On August 6, 1965, President Johnson signed what would become our nation’s most effective civil rights law – the Voting Rights Act (VRA). The law ended literacy tests, poll taxes, and other intentionally discriminatory mechanisms that prevented minorities from voting. In the 21st century, the VRA has been used to combat modern voting discrimination in the form of inequitable redistricting plans, restrictive voter ID laws, artificial barriers to voting, elimination of early voting opportunities, and unfair polling place changes.
But the civil rights legacy of the VRA began to unravel on June 25, 2013, when the U.S. Supreme Court made the disastrous decision to gut the VRA in Shelby County v. Holder. The decision struck down some of the law’s most crucial voter protections. Prior to Shelby, states and localities with a history of discrimination had to get pre-clearance from the Department of Justice before enacting any voting law changes. Now free from federal oversight, states have pushed through discriminatory laws that make it more difficult to vote.
Voter ID laws and the elimination of early voting opportunities have been enacted all over the country and have had an especially harmful effect on people of color, low-income communities, people with disabilities, and students. Despite public outcry and widespread evidence of voter discrimination, Congress has failed to restore the critical voting protections lost in Shelby.

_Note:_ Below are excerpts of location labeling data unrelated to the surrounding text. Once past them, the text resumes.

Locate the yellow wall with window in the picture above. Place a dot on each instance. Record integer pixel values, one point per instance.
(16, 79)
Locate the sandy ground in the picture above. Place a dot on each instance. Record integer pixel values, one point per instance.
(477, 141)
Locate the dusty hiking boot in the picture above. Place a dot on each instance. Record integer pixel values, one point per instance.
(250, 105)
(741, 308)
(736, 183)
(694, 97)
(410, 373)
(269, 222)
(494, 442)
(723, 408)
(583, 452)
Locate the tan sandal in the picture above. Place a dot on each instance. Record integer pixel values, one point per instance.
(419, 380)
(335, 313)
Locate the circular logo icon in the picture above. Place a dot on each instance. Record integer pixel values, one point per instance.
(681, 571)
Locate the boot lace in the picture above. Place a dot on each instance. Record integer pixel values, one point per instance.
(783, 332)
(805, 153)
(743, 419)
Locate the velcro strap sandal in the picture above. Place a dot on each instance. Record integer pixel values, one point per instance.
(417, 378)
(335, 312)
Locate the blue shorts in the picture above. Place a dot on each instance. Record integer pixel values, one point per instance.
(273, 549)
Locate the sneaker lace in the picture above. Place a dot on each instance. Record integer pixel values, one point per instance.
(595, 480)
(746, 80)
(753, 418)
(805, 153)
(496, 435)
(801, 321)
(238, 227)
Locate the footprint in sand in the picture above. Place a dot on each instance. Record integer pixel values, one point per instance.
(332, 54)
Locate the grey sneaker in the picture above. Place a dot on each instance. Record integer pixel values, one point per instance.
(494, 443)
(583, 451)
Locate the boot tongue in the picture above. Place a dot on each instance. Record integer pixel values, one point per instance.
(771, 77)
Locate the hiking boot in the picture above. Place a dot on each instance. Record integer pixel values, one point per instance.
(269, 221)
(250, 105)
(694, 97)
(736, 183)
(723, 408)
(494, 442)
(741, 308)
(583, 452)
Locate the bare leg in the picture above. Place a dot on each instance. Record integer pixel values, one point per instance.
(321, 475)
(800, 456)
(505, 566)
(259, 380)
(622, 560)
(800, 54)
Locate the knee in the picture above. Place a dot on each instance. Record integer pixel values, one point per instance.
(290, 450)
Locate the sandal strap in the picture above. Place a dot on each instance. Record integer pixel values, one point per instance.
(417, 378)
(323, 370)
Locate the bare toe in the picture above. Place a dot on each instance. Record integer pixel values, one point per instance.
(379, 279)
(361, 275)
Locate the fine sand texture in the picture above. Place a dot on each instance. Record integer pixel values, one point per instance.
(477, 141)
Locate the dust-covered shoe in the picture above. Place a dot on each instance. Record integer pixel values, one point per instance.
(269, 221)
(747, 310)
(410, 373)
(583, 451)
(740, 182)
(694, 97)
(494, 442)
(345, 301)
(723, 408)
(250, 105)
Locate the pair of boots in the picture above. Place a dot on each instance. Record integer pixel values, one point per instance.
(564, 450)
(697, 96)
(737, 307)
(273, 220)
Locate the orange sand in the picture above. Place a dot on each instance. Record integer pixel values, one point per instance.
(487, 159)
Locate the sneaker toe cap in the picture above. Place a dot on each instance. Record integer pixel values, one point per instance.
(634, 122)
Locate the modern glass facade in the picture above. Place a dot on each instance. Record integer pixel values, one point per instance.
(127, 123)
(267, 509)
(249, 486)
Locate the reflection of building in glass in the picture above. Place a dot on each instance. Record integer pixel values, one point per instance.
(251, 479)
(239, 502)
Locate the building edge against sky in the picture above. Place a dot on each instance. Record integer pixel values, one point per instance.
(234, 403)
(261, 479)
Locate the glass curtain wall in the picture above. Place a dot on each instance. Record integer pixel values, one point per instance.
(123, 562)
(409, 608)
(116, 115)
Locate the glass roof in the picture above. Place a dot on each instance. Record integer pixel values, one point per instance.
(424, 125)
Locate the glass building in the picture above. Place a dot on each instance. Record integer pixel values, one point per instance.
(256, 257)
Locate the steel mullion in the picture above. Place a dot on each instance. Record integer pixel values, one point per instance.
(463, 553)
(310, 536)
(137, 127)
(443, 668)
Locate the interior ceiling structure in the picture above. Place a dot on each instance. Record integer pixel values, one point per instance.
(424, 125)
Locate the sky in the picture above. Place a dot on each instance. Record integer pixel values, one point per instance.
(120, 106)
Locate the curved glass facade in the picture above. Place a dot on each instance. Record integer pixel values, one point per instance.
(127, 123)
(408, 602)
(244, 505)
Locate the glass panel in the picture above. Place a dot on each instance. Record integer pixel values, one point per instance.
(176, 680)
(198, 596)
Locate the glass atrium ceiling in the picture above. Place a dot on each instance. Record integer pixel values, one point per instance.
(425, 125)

In 2014, the bipartisan Voting Rights Amendment Act was introduced in both the House of Representatives and the Senate. While the Voting Rights Amendment Act received a hearing in the Senate Judiciary Committee, the legislation didn’t move any further and never got a hearing in the House.
Now, Congress has two bills to use as vehicles to restore the VRA: the Voting Rights Amendment Act and the Voting Rights Advancement Act, which was introduced in 2015. If Congress doesn’t act soon, voters in the 2016 election will face the first presidential election in half a century without strong federal protections against voting discrimination.